Recruitment efforts remain active for primary care, mental health professionals
Merritt Hawkins’ 2018 Review of Physician and Advanced Practitioner Recruiting Incentives found that for the 12th straight year, family physicians are the most requested recruiting assignments, which shows hospitals, medical groups and other healthcare settings are increasingly seeking primary care help.
The second highest in demand recruitment assignments are psychiatrists for the third consecutive year, which shows the “severe shortage of mental health professionals nationwide,” Merritt Hawkins said.
Though primary care remains the most in demand, recruitment activity has picked up for medical specialists over the past three years, according to the paper.
The Merritt Hawkins report showed an increase in recruiting assignments across multiple areas, which highlights the shortages throughout healthcare. There was also an increased demand for nurse practitioners and physician assistants. Search assignments for NPs and PAs topped any one-year period since the review began 25 years ago. That echoes a recent Health Affairs study that found NPs made up about 25% of the provider workforce in rural areas and 23% in nonrural areas in 2016, up steadily from the rates in 2008.
These increases show that health organizations are looking more to NPs and PAs to deliver care and fill in primary care gaps connected to both physician shortages and the move to a team-based care approach.
The increase in medical specialist recruitment also points to the need for physicians to tackle more complicated health issues. “This trend is being driven by both population aging and by the growing prevalence of lifestyle and socially derived medical conditions commonly treated by specialists, such as obesity, diabetes, drug addiction, mental health and others,” Merritt Hawkins said.
The report found that invasive cardiologists topped the list for highest average starting physician salaries ($590,000) with orthopedic surgeons second ($533,000). Meanwhile, family medicine physicians finished at $241,000, which was well below the top specialties but was still the highest amount recorded for primary care in the review. There was also an all-time high for physician signing bonuses, which averaged $33,707.
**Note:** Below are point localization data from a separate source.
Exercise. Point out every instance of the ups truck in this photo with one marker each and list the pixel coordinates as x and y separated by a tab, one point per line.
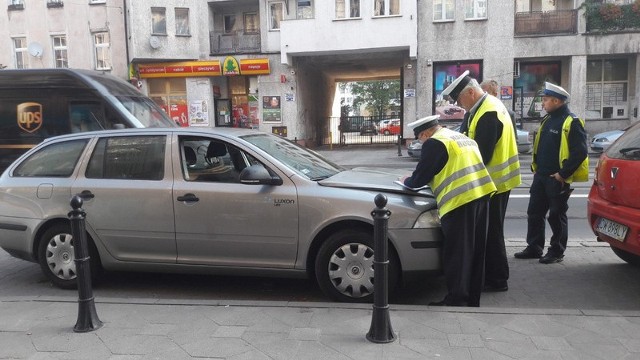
39	103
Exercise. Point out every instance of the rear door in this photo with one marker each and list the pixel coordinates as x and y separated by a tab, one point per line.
220	221
127	197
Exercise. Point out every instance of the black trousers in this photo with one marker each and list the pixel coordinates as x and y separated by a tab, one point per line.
548	195
496	266
465	238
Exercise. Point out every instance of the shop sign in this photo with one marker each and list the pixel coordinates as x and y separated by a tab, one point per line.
254	67
230	66
180	69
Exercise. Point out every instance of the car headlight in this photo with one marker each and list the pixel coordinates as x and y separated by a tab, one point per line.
428	219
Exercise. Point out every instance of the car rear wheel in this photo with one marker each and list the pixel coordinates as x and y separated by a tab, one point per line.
627	256
344	267
56	257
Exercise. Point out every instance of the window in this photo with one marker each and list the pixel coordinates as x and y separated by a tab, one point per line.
607	88
251	23
159	21
205	159
229	23
20	49
347	9
475	9
305	9
101	45
182	21
386	7
443	10
60	51
128	157
55	160
276	15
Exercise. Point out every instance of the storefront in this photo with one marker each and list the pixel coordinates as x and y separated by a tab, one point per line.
207	93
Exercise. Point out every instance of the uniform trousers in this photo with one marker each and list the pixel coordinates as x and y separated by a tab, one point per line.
465	238
496	266
548	194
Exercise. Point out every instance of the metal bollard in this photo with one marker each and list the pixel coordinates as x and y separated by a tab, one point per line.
380	331
87	316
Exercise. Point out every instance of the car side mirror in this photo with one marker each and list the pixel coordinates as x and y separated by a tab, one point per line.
258	175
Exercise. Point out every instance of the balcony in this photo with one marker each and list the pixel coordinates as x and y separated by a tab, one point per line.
234	43
545	23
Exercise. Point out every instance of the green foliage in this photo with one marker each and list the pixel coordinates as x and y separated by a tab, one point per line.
378	96
609	17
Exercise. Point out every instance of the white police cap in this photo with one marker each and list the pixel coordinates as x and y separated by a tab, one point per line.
555	91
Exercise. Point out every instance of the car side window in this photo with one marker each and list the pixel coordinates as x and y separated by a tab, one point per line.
211	160
128	157
55	160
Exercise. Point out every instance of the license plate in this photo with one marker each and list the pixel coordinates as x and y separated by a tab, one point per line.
612	229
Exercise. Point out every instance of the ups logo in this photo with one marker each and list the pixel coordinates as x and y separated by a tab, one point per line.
29	116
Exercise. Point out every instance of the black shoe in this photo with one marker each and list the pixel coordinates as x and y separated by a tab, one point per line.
550	258
495	287
528	253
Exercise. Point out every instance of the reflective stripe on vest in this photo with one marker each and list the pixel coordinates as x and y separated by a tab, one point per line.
504	166
464	178
582	172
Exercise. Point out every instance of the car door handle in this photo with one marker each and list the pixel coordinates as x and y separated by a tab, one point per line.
188	198
86	195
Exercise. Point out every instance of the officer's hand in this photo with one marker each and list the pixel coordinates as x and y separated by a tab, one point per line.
557	177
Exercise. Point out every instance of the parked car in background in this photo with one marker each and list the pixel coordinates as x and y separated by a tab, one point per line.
613	206
392	127
601	142
368	127
524	141
216	200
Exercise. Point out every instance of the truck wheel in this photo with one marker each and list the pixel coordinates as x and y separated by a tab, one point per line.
344	267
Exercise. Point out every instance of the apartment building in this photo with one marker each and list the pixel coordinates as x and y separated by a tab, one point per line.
523	43
87	34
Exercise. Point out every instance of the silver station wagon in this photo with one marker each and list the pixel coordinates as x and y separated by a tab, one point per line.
220	201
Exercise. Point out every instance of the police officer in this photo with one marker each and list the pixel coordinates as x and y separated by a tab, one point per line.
560	157
450	163
490	125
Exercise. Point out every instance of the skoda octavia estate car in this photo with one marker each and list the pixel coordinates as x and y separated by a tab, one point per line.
225	201
613	207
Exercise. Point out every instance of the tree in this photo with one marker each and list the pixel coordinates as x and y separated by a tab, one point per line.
377	96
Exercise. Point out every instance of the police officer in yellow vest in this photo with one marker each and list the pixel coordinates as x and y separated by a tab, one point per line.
487	121
560	157
451	165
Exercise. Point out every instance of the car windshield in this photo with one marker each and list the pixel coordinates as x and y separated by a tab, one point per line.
303	161
146	111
Concerning payment structure, Merritt Hawkins found that less than 10% of total physician compensation deals with quality, despite the greater push for value-based care. This shows healthcare still has a long way to go on risk-based contracting.
Physician employment continues to become more of the norm. More than 90% of Merritt Hawkins’ search assignments were for employed practice settings. More complex payment structures involving multiple insurers have led many physicians to shy away from independent practices in favor of a hospital setting with fewer administrative tasks.
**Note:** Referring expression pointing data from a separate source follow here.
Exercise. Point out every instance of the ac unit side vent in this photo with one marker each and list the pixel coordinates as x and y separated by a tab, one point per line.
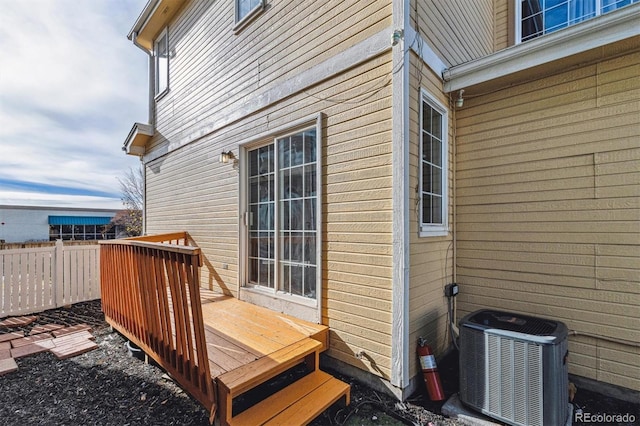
514	382
511	370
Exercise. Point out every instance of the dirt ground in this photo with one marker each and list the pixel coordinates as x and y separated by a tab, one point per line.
108	386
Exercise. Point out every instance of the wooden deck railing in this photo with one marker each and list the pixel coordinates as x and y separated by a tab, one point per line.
150	293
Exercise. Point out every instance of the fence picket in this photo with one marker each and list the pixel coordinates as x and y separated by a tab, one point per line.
38	278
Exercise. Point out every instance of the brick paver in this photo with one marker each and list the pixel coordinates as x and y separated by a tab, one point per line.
76	348
44	328
63	342
10	336
17	321
8	365
72	329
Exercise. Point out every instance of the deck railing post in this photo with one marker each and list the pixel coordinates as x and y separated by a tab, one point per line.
59	285
150	289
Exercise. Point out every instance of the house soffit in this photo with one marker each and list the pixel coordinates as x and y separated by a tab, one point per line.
154	17
592	40
137	139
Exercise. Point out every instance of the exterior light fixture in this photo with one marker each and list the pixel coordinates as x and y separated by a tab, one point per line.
225	156
460	100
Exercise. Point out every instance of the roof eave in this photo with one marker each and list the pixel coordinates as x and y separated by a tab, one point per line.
137	139
588	35
153	18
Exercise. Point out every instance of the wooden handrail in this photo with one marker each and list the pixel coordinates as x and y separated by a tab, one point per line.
150	293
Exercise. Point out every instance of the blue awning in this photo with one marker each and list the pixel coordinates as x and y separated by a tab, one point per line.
79	220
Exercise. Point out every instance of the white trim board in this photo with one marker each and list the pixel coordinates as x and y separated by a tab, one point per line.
591	34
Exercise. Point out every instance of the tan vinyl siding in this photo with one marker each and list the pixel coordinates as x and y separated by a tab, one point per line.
431	261
189	190
549	209
457	30
284	40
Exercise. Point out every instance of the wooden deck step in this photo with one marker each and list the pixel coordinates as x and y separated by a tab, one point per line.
257	372
240	380
298	403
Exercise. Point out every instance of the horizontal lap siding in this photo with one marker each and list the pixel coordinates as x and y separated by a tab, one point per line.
457	30
189	190
214	71
502	23
431	259
549	209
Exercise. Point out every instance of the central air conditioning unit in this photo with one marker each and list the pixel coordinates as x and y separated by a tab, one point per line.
514	368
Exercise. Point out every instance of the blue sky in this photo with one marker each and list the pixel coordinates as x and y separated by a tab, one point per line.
71	87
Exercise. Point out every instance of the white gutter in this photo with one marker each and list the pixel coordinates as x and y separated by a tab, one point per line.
142	20
591	34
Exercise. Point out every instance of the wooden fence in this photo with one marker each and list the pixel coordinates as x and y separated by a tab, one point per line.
150	293
35	279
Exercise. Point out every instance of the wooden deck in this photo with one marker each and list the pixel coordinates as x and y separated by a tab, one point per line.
238	332
156	302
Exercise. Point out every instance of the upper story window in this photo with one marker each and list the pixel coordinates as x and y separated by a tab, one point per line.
161	62
539	17
433	167
246	9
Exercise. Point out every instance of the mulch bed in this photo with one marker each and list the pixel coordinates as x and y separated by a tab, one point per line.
107	386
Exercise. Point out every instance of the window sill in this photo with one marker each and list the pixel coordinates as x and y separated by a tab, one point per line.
249	17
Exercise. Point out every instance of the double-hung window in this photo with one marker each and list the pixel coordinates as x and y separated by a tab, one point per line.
161	63
433	201
247	8
283	215
539	17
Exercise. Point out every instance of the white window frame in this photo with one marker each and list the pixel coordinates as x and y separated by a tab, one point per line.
161	87
429	229
518	19
307	308
241	21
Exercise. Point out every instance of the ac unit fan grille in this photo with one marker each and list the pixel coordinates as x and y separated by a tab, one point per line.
514	387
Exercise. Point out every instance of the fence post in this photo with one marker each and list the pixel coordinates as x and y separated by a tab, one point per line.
58	284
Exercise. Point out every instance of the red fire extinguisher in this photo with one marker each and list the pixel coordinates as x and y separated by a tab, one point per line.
430	371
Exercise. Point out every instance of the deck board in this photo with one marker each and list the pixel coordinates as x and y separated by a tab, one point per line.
238	333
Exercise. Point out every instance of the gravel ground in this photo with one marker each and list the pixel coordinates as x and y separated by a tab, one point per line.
109	387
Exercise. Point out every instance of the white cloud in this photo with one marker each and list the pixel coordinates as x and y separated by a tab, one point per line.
71	86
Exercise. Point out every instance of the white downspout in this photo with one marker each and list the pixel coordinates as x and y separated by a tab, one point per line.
400	179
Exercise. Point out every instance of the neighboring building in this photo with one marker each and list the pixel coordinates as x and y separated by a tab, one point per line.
315	152
19	224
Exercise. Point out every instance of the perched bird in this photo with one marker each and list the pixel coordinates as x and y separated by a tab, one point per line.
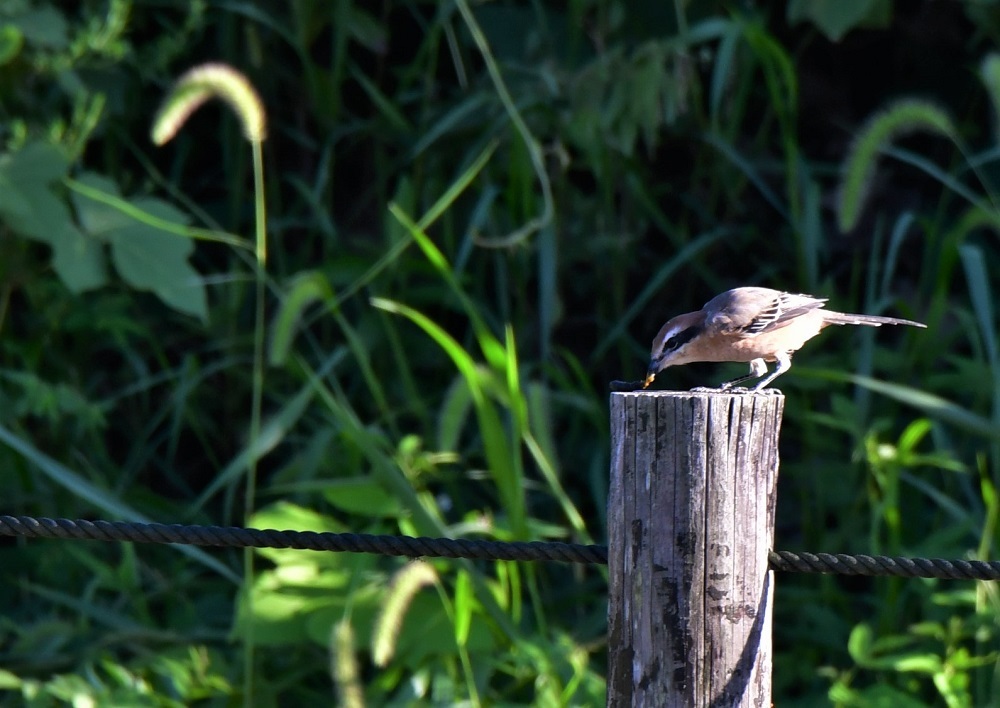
749	324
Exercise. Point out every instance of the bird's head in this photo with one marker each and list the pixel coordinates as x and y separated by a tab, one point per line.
672	344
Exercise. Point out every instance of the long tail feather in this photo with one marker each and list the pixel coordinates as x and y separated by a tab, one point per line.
870	320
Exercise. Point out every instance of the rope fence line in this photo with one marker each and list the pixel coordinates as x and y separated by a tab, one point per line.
415	547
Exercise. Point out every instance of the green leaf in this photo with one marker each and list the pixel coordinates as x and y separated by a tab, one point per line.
31	208
145	257
44	27
11	43
362	496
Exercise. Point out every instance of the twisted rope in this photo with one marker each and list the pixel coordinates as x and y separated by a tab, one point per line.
413	547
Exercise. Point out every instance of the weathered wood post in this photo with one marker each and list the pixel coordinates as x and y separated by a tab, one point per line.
690	523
Most of the recruiting assignments in 2018 were for metro areas, with 62% for communities of 100,000 or more people. Merritt Hawkins said this is an all-time high and reflects “rising demand for medical specialists who tend to practice in larger communities.”
Meanwhile, healthcare continues to drive the U.S. economy. The Bureau of Labor Statistics said this month that healthcare has added 318,000 jobs over the past year. There were 29,000 jobs added in May, including in ambulatory care services, which increased by 18,000 jobs in a month, and hospitals, which increased by more than 6,000 positions.